Economy Ministry projections see the average exchange rate stable in 2017-2019 at about 64 to 65 against the dollar, under a base-case scenario with an oil price of $40 a barrel, the people said, requesting anonymity because the details aren’t yet public. In its April forecasts, the ministry estimated a ruble rate of 67-68 this year and saw the currency strengthening to the 62-63 range by 2019. It traded 0.6 percent stronger at 64.39 to the dollar as of 10:25 a.m. in Moscow on Wednesday.
The outlook dovetails with the increasing confidence of Russia’s biggest companies that the currency is putting behind it a period marked by the collapse in oil prices, sanctions over Ukraine and a shift to a free float. Stability is already setting in, with the currency of the world’s largest energy exporter climbing from 67 per dollar at the end of the first quarter, and a measure of anticipated volatility falling this month to the lowest since the Bank of Russia stopped managing the ruble in November 2014.
“Russia’s economy would benefit from a stable ruble as it would allow the central bank to gradually ease monetary policy,” said Piotr Matys, a currency strategist at Rabobank in London. “Making a long-term forecast at a time when there is so much uncertainty is very tricky, to say the least.”
Already running its widest deficit since 2010 this year after oil’s collapse, Russia is preparing its budget for the next three years after the Finance Ministry proposed a fiscal gap of 3.2 percent of gross domestic product in 2017, compared with about 3 percent in 2016. It then plans to reduce the shortfall by one percentage point each year to balance the budget by 2020.

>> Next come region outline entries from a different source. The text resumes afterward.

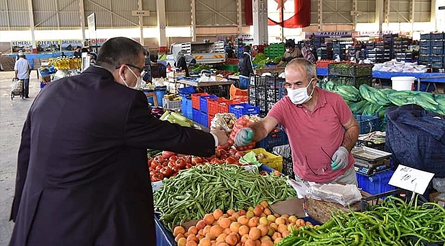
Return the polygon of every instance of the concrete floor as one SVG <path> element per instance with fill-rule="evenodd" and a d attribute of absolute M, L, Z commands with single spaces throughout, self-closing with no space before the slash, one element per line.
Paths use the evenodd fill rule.
<path fill-rule="evenodd" d="M 17 152 L 26 115 L 40 90 L 36 71 L 29 82 L 29 98 L 11 100 L 14 72 L 0 72 L 0 246 L 9 243 L 14 223 L 9 221 L 17 168 Z"/>

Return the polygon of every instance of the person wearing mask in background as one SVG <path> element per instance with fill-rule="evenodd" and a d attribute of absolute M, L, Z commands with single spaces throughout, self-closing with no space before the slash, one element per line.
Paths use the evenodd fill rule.
<path fill-rule="evenodd" d="M 244 53 L 240 57 L 238 62 L 238 71 L 240 72 L 240 89 L 246 90 L 249 88 L 249 82 L 251 74 L 253 73 L 252 66 L 252 57 L 251 56 L 251 46 L 245 46 Z"/>
<path fill-rule="evenodd" d="M 135 89 L 145 52 L 110 38 L 95 66 L 40 92 L 22 132 L 10 246 L 154 245 L 147 150 L 210 156 L 227 143 L 222 130 L 151 115 Z"/>
<path fill-rule="evenodd" d="M 351 150 L 359 126 L 348 105 L 338 94 L 317 87 L 315 65 L 307 60 L 293 59 L 285 74 L 288 96 L 263 120 L 240 129 L 235 145 L 258 142 L 281 125 L 289 138 L 297 179 L 357 185 Z"/>
<path fill-rule="evenodd" d="M 97 54 L 95 52 L 90 52 L 90 65 L 94 65 L 97 59 Z"/>
<path fill-rule="evenodd" d="M 285 63 L 289 63 L 295 58 L 303 57 L 301 50 L 295 45 L 294 40 L 287 40 L 285 47 L 286 51 L 284 53 L 281 61 L 277 65 L 277 67 L 281 67 Z"/>
<path fill-rule="evenodd" d="M 178 55 L 176 57 L 175 62 L 175 67 L 179 68 L 181 71 L 186 71 L 186 77 L 190 77 L 188 73 L 188 67 L 187 66 L 187 62 L 186 60 L 186 50 L 181 50 L 178 52 Z"/>
<path fill-rule="evenodd" d="M 14 65 L 14 71 L 15 75 L 14 77 L 16 79 L 23 81 L 23 92 L 25 93 L 25 98 L 29 98 L 29 74 L 31 73 L 31 64 L 29 62 L 25 59 L 23 53 L 18 52 L 18 59 Z"/>
<path fill-rule="evenodd" d="M 74 51 L 74 54 L 73 55 L 73 57 L 82 57 L 82 53 L 80 52 L 80 49 L 82 47 L 81 46 L 77 46 L 76 50 Z"/>
<path fill-rule="evenodd" d="M 305 42 L 303 49 L 301 49 L 301 53 L 303 53 L 303 57 L 312 64 L 315 64 L 317 62 L 317 59 L 314 55 L 314 47 L 310 41 Z"/>

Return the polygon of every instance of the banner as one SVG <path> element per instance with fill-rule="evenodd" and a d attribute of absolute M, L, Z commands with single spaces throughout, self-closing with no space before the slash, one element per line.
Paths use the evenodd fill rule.
<path fill-rule="evenodd" d="M 32 52 L 32 42 L 29 40 L 11 41 L 11 52 L 18 53 L 18 51 L 25 53 Z"/>
<path fill-rule="evenodd" d="M 60 40 L 62 51 L 74 51 L 77 46 L 84 46 L 82 40 Z"/>
<path fill-rule="evenodd" d="M 37 52 L 60 52 L 60 40 L 38 40 Z"/>

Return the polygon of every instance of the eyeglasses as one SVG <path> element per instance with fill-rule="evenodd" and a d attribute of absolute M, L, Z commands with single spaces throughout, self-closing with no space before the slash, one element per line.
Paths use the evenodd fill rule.
<path fill-rule="evenodd" d="M 139 70 L 140 70 L 140 77 L 141 78 L 143 78 L 144 76 L 145 75 L 145 74 L 147 74 L 147 70 L 144 68 L 140 68 L 140 67 L 138 67 L 137 66 L 131 65 L 131 64 L 125 64 L 123 65 L 128 66 L 129 67 L 131 67 L 133 68 L 136 68 L 136 69 L 138 69 Z M 120 68 L 121 66 L 122 66 L 122 65 L 118 66 L 116 67 L 116 69 L 119 69 L 119 68 Z"/>
<path fill-rule="evenodd" d="M 331 161 L 333 162 L 333 161 L 332 160 L 332 157 L 331 157 L 331 156 L 326 151 L 325 151 L 325 149 L 323 149 L 323 147 L 320 147 L 320 148 L 328 157 L 329 157 L 329 159 L 331 160 Z M 309 169 L 311 170 L 312 174 L 314 174 L 314 175 L 315 175 L 315 176 L 320 175 L 320 174 L 325 173 L 325 172 L 329 169 L 330 165 L 327 164 L 327 165 L 326 165 L 325 167 L 318 168 L 318 169 L 316 169 L 316 171 L 318 172 L 318 174 L 317 174 L 315 172 L 314 172 L 312 168 L 311 168 L 310 165 L 309 165 L 309 162 L 307 161 L 307 156 L 305 156 L 305 159 L 306 159 L 306 165 L 307 165 L 307 167 L 309 167 Z"/>

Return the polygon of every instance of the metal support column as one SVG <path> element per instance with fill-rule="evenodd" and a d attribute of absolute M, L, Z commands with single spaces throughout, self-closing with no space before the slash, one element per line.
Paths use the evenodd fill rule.
<path fill-rule="evenodd" d="M 167 46 L 167 38 L 166 36 L 166 14 L 165 14 L 165 0 L 156 0 L 157 9 L 157 29 L 159 30 L 159 46 Z"/>
<path fill-rule="evenodd" d="M 253 14 L 253 44 L 268 43 L 267 0 L 252 1 Z"/>
<path fill-rule="evenodd" d="M 138 10 L 142 10 L 142 0 L 138 0 Z M 140 44 L 144 44 L 144 16 L 139 16 L 139 30 L 140 31 Z"/>
<path fill-rule="evenodd" d="M 193 1 L 193 0 L 192 0 Z M 238 27 L 238 34 L 242 32 L 242 5 L 241 0 L 236 0 L 236 10 L 237 10 L 237 26 Z"/>
<path fill-rule="evenodd" d="M 80 18 L 80 27 L 82 29 L 82 40 L 85 40 L 85 8 L 84 0 L 79 0 L 79 17 Z"/>
<path fill-rule="evenodd" d="M 192 12 L 190 34 L 192 42 L 195 42 L 196 41 L 196 3 L 195 0 L 190 0 L 190 12 Z"/>
<path fill-rule="evenodd" d="M 383 0 L 375 1 L 375 23 L 379 24 L 379 31 L 381 31 L 381 25 L 383 24 Z"/>
<path fill-rule="evenodd" d="M 385 0 L 385 23 L 388 24 L 390 23 L 390 0 Z"/>
<path fill-rule="evenodd" d="M 355 28 L 357 27 L 357 16 L 358 16 L 357 14 L 357 0 L 353 0 L 353 12 L 354 12 L 354 14 L 353 15 L 353 30 L 355 31 Z"/>
<path fill-rule="evenodd" d="M 29 29 L 31 30 L 31 40 L 32 42 L 32 52 L 37 52 L 37 45 L 36 44 L 36 35 L 34 34 L 34 14 L 32 8 L 32 0 L 28 0 L 28 13 L 29 14 Z"/>
<path fill-rule="evenodd" d="M 416 6 L 416 0 L 409 1 L 409 23 L 411 23 L 411 35 L 413 35 L 414 31 L 414 8 Z"/>
<path fill-rule="evenodd" d="M 323 2 L 322 0 L 317 0 L 317 26 L 318 31 L 321 31 L 323 25 Z"/>
<path fill-rule="evenodd" d="M 431 0 L 431 14 L 430 17 L 430 22 L 433 25 L 433 30 L 437 29 L 437 22 L 435 18 L 437 6 L 436 6 L 436 0 Z"/>

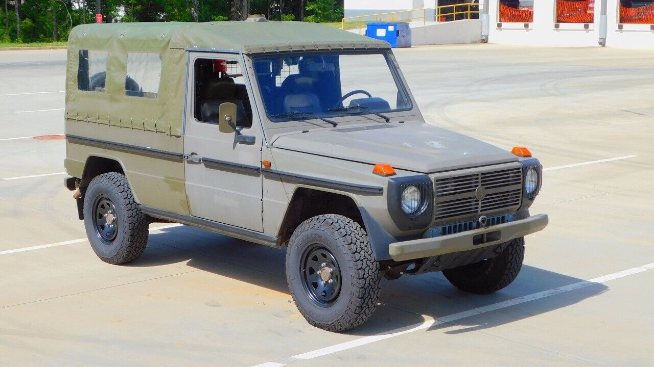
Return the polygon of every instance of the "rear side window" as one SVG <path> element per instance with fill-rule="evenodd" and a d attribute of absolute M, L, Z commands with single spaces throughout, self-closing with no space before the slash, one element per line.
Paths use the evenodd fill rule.
<path fill-rule="evenodd" d="M 126 95 L 157 98 L 161 76 L 161 54 L 129 52 L 127 54 Z"/>
<path fill-rule="evenodd" d="M 109 53 L 98 50 L 80 50 L 77 67 L 77 89 L 105 92 Z"/>

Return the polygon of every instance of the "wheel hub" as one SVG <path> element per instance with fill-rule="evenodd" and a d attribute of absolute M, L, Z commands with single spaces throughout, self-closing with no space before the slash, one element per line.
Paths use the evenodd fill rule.
<path fill-rule="evenodd" d="M 110 210 L 110 212 L 107 214 L 107 224 L 113 225 L 114 219 L 116 219 L 116 216 Z"/>
<path fill-rule="evenodd" d="M 341 270 L 334 254 L 315 244 L 302 257 L 302 280 L 307 295 L 322 307 L 329 307 L 341 291 Z"/>
<path fill-rule="evenodd" d="M 94 205 L 93 222 L 95 233 L 105 244 L 111 245 L 118 234 L 116 208 L 109 198 L 100 195 Z"/>
<path fill-rule="evenodd" d="M 320 269 L 320 279 L 322 279 L 323 281 L 327 281 L 332 279 L 332 271 L 334 271 L 334 270 L 329 266 L 322 268 Z"/>

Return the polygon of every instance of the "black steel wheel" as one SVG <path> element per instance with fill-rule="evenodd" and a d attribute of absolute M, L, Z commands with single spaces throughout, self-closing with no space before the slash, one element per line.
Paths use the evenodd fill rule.
<path fill-rule="evenodd" d="M 311 325 L 345 331 L 372 315 L 379 299 L 379 263 L 356 222 L 324 214 L 295 229 L 286 249 L 286 280 Z"/>
<path fill-rule="evenodd" d="M 329 306 L 341 291 L 341 268 L 332 251 L 319 244 L 305 251 L 300 271 L 307 295 L 317 304 Z"/>
<path fill-rule="evenodd" d="M 111 244 L 118 232 L 118 221 L 116 220 L 114 203 L 109 198 L 101 195 L 95 199 L 93 212 L 95 234 L 103 242 Z"/>
<path fill-rule="evenodd" d="M 150 223 L 127 178 L 117 172 L 99 175 L 84 196 L 84 227 L 97 257 L 114 264 L 140 257 L 148 244 Z"/>

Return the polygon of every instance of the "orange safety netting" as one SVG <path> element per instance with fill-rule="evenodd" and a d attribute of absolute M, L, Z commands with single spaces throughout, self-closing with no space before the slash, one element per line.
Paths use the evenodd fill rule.
<path fill-rule="evenodd" d="M 558 23 L 593 23 L 594 15 L 594 3 L 591 6 L 591 0 L 566 1 L 557 0 L 557 22 Z"/>
<path fill-rule="evenodd" d="M 638 8 L 621 6 L 620 23 L 654 24 L 654 3 Z"/>
<path fill-rule="evenodd" d="M 500 3 L 500 22 L 532 23 L 534 22 L 533 8 L 516 8 Z"/>

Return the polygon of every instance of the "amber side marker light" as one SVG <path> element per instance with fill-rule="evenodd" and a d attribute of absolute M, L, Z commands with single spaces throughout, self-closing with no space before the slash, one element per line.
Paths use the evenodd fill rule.
<path fill-rule="evenodd" d="M 375 165 L 372 168 L 372 172 L 379 176 L 392 176 L 395 174 L 395 169 L 388 163 L 379 163 Z"/>
<path fill-rule="evenodd" d="M 513 149 L 511 150 L 511 152 L 518 157 L 524 158 L 531 157 L 531 152 L 529 152 L 529 150 L 524 146 L 514 146 Z"/>

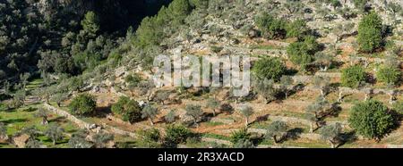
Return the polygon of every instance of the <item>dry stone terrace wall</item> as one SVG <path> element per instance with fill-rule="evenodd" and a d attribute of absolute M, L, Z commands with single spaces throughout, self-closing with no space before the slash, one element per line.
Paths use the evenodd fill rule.
<path fill-rule="evenodd" d="M 75 123 L 80 129 L 89 129 L 89 130 L 95 131 L 95 132 L 99 132 L 99 131 L 100 131 L 100 129 L 102 129 L 99 128 L 94 129 L 94 124 L 85 122 L 62 109 L 56 108 L 47 104 L 44 104 L 44 107 L 56 114 L 65 117 L 68 120 L 71 120 L 73 123 Z M 97 125 L 95 125 L 95 126 L 97 126 Z M 124 130 L 119 129 L 115 127 L 107 126 L 106 124 L 102 124 L 102 126 L 105 129 L 105 131 L 108 132 L 108 133 L 123 135 L 123 136 L 129 136 L 132 137 L 138 137 L 135 133 L 124 131 Z"/>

The Russian currency has climbed 1.4 percent this month, extending the second-best advance in emerging markets in 2016. The 60-day correlation between oil and the ruble dropped to 0.61, near the lowest in a year. A reading of 1 would mean the two trade in lockstep. Brent rose as much as 1.7 percent to $46.66 a barrel in London on Wednesday.
Supporting the ruble is the central bank’s decision on Friday to keep its key interest rate unchanged until year-end. That makes the currency attractive as a carry-trade, when investors borrow where rates are low and invest in higher-yielding assets. Carry traders have reaped 22 percent from investing in the ruble this year, the best return in emerging markets after Brazil.
The ruble has recovered this year after tumbling to a record 85.999 in January as crude prices collapsed. In 2014-2015, it lost more than half its value. Confidence is improving after the shock of the free float snowballed into Russia’s biggest currency crisis since the debt default of 1998, and contributed to the failure of companies including the second-largest airline.